Medical experts agree that some doctors may be too quick to prescribe Ritalin as the sole treatment for problems that warrant a more moderate or creative approach. But, they add, the drug itself is not to blame.
Scientologists have waged their war against Ritalin and psychiatry through the Citizens Commission on Human Rights, a Los Angeles-based nonprofit organization formed by the church in 1969 to investigate mental health abuses.
Its members often wear shirts reading "Psychiatry Kills" and "Psychbusters." They have recently broadened their campaign against psychiatric drugs to include Prozac, the nation's top selling anti-depressant, with 1989 sales estimated at $350 million.

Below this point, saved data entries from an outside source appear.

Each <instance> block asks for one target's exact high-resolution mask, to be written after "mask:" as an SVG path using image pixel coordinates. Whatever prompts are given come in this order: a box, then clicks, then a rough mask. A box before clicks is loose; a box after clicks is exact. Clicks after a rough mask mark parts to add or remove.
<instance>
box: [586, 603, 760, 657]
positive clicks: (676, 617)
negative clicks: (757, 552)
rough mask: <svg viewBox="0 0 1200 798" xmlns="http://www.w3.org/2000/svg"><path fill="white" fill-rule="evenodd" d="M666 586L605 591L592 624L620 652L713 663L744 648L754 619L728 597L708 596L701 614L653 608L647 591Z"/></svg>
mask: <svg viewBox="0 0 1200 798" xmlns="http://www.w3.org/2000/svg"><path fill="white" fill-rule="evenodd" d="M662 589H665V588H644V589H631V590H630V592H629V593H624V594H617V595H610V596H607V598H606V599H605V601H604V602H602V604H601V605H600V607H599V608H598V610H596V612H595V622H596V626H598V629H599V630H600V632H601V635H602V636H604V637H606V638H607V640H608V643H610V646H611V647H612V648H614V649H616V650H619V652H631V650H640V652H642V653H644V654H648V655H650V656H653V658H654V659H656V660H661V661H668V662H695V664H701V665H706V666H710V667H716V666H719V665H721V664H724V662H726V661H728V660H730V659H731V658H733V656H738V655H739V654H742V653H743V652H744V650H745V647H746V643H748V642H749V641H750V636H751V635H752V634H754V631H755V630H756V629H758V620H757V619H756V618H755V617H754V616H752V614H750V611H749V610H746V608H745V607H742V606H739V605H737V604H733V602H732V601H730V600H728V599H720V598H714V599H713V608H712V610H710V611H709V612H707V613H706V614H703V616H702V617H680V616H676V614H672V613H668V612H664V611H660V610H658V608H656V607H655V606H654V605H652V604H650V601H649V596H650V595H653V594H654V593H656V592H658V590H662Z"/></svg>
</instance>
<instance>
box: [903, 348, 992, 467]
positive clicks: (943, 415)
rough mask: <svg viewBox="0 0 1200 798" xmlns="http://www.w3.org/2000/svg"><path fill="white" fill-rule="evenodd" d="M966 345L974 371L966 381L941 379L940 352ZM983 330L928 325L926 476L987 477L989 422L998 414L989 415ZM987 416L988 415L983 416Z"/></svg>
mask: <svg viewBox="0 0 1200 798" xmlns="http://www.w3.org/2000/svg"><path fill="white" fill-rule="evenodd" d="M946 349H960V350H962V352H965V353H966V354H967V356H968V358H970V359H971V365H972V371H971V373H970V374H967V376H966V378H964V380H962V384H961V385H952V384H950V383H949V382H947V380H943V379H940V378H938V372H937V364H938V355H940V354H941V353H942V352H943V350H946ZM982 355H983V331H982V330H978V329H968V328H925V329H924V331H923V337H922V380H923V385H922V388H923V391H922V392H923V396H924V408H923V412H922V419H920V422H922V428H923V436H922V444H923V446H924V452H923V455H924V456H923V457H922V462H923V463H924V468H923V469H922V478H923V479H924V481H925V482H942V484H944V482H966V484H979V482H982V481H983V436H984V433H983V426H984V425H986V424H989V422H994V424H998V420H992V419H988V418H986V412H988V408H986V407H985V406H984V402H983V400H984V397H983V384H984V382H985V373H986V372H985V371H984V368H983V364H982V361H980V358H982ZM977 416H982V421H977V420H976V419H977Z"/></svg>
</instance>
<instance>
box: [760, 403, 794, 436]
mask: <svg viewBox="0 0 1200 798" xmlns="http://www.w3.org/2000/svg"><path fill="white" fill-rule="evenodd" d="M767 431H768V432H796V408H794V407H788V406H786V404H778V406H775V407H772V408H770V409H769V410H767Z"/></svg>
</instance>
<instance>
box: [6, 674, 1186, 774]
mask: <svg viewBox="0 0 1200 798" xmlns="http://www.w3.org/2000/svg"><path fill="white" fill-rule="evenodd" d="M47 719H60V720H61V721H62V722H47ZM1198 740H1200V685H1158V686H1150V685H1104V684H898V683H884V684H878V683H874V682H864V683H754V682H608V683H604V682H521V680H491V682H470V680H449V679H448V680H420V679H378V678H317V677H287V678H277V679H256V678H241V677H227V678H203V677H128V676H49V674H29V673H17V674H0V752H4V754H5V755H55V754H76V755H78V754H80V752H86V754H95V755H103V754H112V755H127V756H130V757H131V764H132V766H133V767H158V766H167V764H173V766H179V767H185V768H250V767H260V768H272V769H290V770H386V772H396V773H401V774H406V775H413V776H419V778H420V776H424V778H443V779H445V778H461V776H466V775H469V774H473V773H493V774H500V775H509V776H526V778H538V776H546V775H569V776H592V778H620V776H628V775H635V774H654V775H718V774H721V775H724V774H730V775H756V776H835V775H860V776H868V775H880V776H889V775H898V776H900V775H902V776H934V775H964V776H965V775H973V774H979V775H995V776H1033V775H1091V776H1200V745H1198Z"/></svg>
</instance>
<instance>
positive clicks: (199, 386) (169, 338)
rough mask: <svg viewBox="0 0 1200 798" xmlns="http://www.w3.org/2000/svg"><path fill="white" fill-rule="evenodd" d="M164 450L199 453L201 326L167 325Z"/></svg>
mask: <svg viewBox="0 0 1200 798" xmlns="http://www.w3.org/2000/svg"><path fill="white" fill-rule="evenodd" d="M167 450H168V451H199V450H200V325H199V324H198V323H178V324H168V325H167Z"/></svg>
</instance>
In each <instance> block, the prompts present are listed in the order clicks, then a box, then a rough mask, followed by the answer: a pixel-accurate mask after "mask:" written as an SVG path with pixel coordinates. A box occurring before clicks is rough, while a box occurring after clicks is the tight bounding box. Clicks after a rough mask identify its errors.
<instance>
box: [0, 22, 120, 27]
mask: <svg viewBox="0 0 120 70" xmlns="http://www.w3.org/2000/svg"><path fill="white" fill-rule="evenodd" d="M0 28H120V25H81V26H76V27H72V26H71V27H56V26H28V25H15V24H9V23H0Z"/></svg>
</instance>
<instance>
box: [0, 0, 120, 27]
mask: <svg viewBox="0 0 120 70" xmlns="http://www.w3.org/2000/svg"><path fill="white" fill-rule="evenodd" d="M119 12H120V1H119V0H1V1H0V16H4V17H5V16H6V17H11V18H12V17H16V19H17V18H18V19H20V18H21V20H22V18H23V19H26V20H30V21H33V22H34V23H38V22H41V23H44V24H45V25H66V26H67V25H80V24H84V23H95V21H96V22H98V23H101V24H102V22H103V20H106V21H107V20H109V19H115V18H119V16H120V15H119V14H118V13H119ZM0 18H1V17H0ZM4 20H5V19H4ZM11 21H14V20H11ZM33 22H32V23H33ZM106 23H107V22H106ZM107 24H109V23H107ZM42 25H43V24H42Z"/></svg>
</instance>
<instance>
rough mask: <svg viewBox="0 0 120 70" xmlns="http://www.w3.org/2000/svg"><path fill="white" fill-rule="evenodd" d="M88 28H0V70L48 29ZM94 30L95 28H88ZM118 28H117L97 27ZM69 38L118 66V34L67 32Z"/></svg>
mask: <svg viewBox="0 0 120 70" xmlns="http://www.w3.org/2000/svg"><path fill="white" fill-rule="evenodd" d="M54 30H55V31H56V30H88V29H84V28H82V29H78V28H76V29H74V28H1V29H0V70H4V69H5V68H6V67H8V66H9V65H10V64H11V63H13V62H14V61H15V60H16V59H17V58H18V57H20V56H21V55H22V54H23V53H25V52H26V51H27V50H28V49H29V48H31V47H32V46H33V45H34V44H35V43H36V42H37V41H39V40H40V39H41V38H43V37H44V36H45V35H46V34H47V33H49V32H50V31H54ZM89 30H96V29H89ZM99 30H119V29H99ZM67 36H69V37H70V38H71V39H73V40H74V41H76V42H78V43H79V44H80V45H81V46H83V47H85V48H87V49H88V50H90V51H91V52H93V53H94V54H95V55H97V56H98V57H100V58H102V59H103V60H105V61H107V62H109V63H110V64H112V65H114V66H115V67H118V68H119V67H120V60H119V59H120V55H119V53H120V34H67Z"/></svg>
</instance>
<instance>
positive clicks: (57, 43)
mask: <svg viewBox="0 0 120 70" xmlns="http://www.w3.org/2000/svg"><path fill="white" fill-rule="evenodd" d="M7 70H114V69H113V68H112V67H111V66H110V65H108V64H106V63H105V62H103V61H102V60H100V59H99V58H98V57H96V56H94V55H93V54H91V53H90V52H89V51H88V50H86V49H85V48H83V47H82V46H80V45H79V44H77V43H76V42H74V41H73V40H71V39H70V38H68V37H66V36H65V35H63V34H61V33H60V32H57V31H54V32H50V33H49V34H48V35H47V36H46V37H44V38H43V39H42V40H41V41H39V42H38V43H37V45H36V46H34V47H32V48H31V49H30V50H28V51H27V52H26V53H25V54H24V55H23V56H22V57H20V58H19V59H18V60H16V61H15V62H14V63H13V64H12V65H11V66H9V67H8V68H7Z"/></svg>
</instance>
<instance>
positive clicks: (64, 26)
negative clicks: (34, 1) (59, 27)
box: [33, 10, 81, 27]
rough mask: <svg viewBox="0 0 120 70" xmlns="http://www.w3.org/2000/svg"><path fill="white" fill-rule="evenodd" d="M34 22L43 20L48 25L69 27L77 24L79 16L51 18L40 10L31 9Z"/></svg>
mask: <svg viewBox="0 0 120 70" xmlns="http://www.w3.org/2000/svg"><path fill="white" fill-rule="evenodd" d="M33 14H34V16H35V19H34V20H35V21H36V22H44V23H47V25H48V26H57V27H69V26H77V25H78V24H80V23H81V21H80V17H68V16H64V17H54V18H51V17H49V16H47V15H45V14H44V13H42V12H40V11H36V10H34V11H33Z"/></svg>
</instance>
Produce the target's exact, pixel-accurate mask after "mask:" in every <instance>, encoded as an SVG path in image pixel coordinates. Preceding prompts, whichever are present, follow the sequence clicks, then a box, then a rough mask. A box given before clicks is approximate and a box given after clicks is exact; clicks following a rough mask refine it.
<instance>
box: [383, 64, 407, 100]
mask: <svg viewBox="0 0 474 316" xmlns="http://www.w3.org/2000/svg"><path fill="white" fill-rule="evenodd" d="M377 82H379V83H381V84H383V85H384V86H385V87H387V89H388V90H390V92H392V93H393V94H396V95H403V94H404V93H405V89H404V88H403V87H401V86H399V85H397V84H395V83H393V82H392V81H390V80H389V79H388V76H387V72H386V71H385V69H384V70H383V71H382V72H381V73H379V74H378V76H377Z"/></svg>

Throughout the world, the commission has consistently fought against electroshock therapy and lobotomies, practices that Scientologists believe are barbarous and should be banned.
In the U.S., the commission has encouraged parents to file lawsuits against doctors who have prescribed Ritalin to their children and then has provided nationwide publicity for the suits.
The commission's president is veteran Scientologist Dennis Clarke. Although he is not a doctor, Clarke has positioned himself as the country's most quoted Ritalin expert. In public appearances, Clarke cites a litany of alarming statistics, some of which are exaggerated, unsubstantiated or impossible to verify.
Some medical experts agree that the use of Ritalin in the schools has grown dramatically over the last two decades, but not to the level claimed by Clarke.
For example, Clarke has maintained that in Minneapolis, 20% of children under 10 attending mostly white schools in 1987 were on Ritalin and the percentage was double that in predominantly black schools.
"If they are saying that is the statistic in Minneapolis, they are lying," said Vi Blosberg, manager of health services in the 39,000-student district. She said that fewer than 1% of students districtwide were taking Ritalin or other drugs used to control hyperactivity during the year in question.
Using its statistics, the Citizens Commission in late 1987 lobbied the congressional Republican Study Committee to push Congress for an investigation of Ritalin.
Its campaign attracted the attention of Rep. Cass Ballenger (R-N.C.), who is on the House Education and Labor Committee.
Ballenger's legislative director, Ashley McArthur, said she met with the Citizens Commission because the statistics about Ritalin abuse "caught our attention." She said Ballenger and 11 congressional colleagues sent letters to four federal agencies, including the FDA, requesting reports on Ritalin usage and safety.
McArthur said she later learned that Scientologists were behind the Citizens Commission and that some of the information they provided did not "add up."
"Once we knew their whole organization was run by Scientologists, it put a whole different perspective on it," McArthur said. "I think they'll try to use any group they can."
A recent Scientology publication said the anti-Ritalin effort was "one of (the commission's) major campaigns in the 1980s."
"Hundreds of newspaper articles and countless hours of radio and television shows on this issue resulted in thousands of parents around the world contacting (the commission) to learn more about the damage psychiatrists are creating on today's children," the article stated.
"The campaign against Ritalin brought wide acceptance of the fact that (the commission) and the Scientologists are the ones effectively doing something about the problems of psychiatric drugging," the publication added.